Sensible handles OCR for documents automatically, except for advanced edge cases that you can configure using:

  • the OCR preprocessor (at the config level)
  • the OCR Level parameter (at the document type level)

For an overview how Sensible handles OCR, see the following steps:

  1. Sensible converts supported Microsoft Office file types into PDFs.

  2. Sensible transforms the bytes of the document into raw text, and determines whether the document needs OCR:

    • If the file type is an image (for example, PNG), Sensible runs OCR for the whole document, as specified by the document type's OCR Engine parameter.

    • (Configurable) if the file is a PDF, Sensible processes the file, as specified by the document type's OCR Level parameter.

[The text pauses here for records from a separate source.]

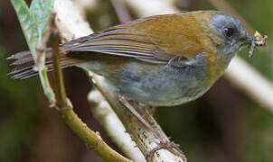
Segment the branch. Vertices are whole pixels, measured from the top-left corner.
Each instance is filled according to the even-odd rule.
[[[72,104],[67,98],[65,93],[63,76],[59,60],[59,35],[52,21],[54,16],[51,17],[52,19],[49,22],[49,23],[52,23],[52,25],[49,25],[49,27],[52,27],[52,29],[48,30],[48,32],[52,32],[51,47],[52,48],[52,60],[54,67],[53,73],[55,81],[54,91],[56,94],[56,104],[54,107],[58,110],[66,124],[87,144],[89,148],[95,151],[101,158],[106,161],[130,161],[108,147],[103,141],[99,136],[99,133],[89,130],[74,112]],[[47,39],[49,37],[47,37]],[[44,43],[46,42],[47,40],[45,40]]]
[[[240,14],[230,6],[225,0],[210,0],[219,10],[231,14],[240,18]],[[140,16],[150,16],[155,14],[179,13],[174,3],[170,0],[146,1],[146,0],[127,0],[127,4],[138,12]],[[153,7],[151,7],[153,6]],[[242,19],[248,30],[253,32],[252,28]],[[236,67],[235,67],[236,65]],[[240,70],[239,70],[240,68]],[[251,75],[249,75],[251,74]],[[246,77],[246,75],[247,77]],[[244,93],[249,95],[254,101],[260,104],[273,112],[272,92],[273,85],[255,68],[240,57],[231,60],[229,68],[226,70],[226,76],[235,86],[240,87]]]
[[[57,13],[56,24],[64,40],[86,36],[92,32],[90,28],[86,25],[86,21],[80,15],[80,8],[77,8],[71,1],[56,0],[54,7]],[[74,36],[74,38],[71,36]],[[127,108],[119,104],[116,92],[109,89],[108,86],[104,82],[103,77],[92,72],[89,72],[89,74],[141,151],[146,153],[155,148],[158,144],[158,140],[136,118],[128,115]],[[168,138],[161,129],[159,129],[159,126],[156,125],[154,119],[150,119],[150,121],[158,128],[162,136],[168,140]],[[175,157],[165,149],[158,150],[155,155],[153,159],[151,159],[153,161],[183,161],[181,158]]]

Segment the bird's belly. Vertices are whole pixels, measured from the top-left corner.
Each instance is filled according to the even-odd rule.
[[[106,76],[109,85],[127,99],[151,106],[182,104],[200,97],[208,89],[205,67],[172,68],[141,61],[127,62],[121,68],[100,61],[80,67]]]
[[[152,105],[173,106],[203,94],[206,71],[200,67],[170,68],[131,63],[115,75],[120,92],[129,99]]]

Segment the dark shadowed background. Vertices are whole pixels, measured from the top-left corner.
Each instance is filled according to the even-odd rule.
[[[273,82],[273,1],[228,0],[254,28],[269,38],[268,45],[254,58],[240,55]],[[30,1],[28,1],[30,3]],[[208,0],[176,0],[181,10],[215,9]],[[132,10],[132,15],[136,14]],[[88,13],[92,29],[118,24],[108,0],[99,0]],[[48,107],[38,77],[13,80],[5,60],[27,50],[15,13],[9,1],[0,1],[0,161],[102,161]],[[92,86],[77,68],[64,70],[69,98],[76,112],[115,149],[118,150],[89,111],[87,94]],[[273,100],[273,96],[272,96]],[[192,162],[272,162],[273,115],[221,77],[195,102],[155,112],[165,133]]]

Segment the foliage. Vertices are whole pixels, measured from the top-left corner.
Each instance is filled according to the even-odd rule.
[[[49,101],[52,103],[54,101],[54,94],[50,86],[46,75],[46,68],[44,67],[44,53],[41,57],[38,57],[36,49],[45,32],[50,12],[53,7],[54,1],[33,0],[30,9],[28,8],[24,0],[11,0],[11,2],[16,11],[22,31],[24,34],[33,57],[36,63],[39,62],[37,67],[44,94],[48,97]],[[40,60],[38,60],[38,58]]]

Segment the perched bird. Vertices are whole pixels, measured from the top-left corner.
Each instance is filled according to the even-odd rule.
[[[264,43],[249,37],[238,19],[198,11],[135,20],[61,44],[59,50],[62,68],[78,66],[105,76],[127,100],[173,106],[202,95],[237,51],[251,46],[253,53],[256,45]],[[51,57],[47,49],[49,70]],[[37,75],[29,51],[9,59],[16,59],[14,78]]]
[[[202,95],[236,51],[254,40],[238,19],[221,12],[155,15],[61,44],[61,64],[104,76],[127,99],[173,106]],[[46,50],[49,70],[51,55]],[[14,78],[37,74],[29,51],[9,59],[16,59]]]

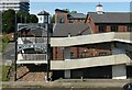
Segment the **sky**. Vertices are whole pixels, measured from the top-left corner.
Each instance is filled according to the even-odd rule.
[[[37,14],[42,10],[55,13],[55,9],[69,9],[79,13],[87,14],[88,12],[96,12],[96,5],[101,3],[105,12],[130,12],[130,2],[120,0],[117,2],[46,2],[46,1],[31,1],[30,13]]]

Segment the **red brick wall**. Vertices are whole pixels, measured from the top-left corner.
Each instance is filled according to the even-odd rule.
[[[95,25],[95,30],[97,33],[99,33],[99,25]],[[118,25],[118,31],[119,32],[127,32],[128,31],[128,27],[125,25]],[[111,25],[107,25],[106,26],[106,32],[111,32]]]
[[[68,20],[67,20],[67,13],[59,13],[59,12],[57,12],[57,13],[55,13],[55,23],[59,23],[58,22],[58,18],[59,16],[63,16],[64,18],[64,20],[65,20],[65,23],[68,23]]]

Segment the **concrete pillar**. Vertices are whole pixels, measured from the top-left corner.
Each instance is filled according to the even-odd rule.
[[[70,60],[70,47],[65,47],[64,58],[65,58],[65,60]]]
[[[112,66],[112,79],[127,79],[125,65]]]
[[[67,78],[67,79],[70,78],[70,70],[65,70],[65,78]]]

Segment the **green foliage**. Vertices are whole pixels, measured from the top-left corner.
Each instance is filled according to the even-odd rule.
[[[1,44],[2,47],[0,48],[0,53],[3,53],[6,46],[9,44],[9,41],[10,41],[10,40],[9,40],[7,36],[3,36],[3,37],[2,37],[2,42],[0,42],[0,43],[2,43],[2,44]]]
[[[35,14],[30,14],[24,11],[18,11],[15,14],[14,10],[7,10],[2,13],[2,32],[12,33],[15,30],[15,18],[16,23],[37,23],[38,19]]]
[[[10,77],[8,76],[10,66],[0,66],[2,68],[2,81],[9,81]]]
[[[2,32],[3,33],[11,33],[14,32],[14,23],[15,23],[15,11],[8,10],[3,12],[2,15]]]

For more information, see the following table.

  3. (Configurable) After additional intervening steps, Sensible applies your configured preprocessors, including the OCR preprocessor. This preprocessor runs for documents that don't trigger whole-document OCR in a previous step.

Enums

The following table shows the enums available for the OCR Level parameter.

Note: Set this parameter in the Sensible API.

enumdescription
0Sensible doesn't run OCR for PDFs.
2Default for single-document PDF extractions.
Sensible detects if the whole document needs OCR using heuristics. For example, Sensible averages the number of lines per page in the document. If the average is fewer than 10, Sensible runs OCR on the whole document.
4Sensible detects if the whole document needs OCR by rendering the first page and testing it. If that page needs OCR, Sensible runs OCR on the entire document.
5Default for portfolio PDF extractions.
Sensible renders and tests each page in the document to determine whether to run OCR on that page.
Set this level if you use a document type to process both single documents and portfolio, so that your OCR level is consistent for single documents and portfolios.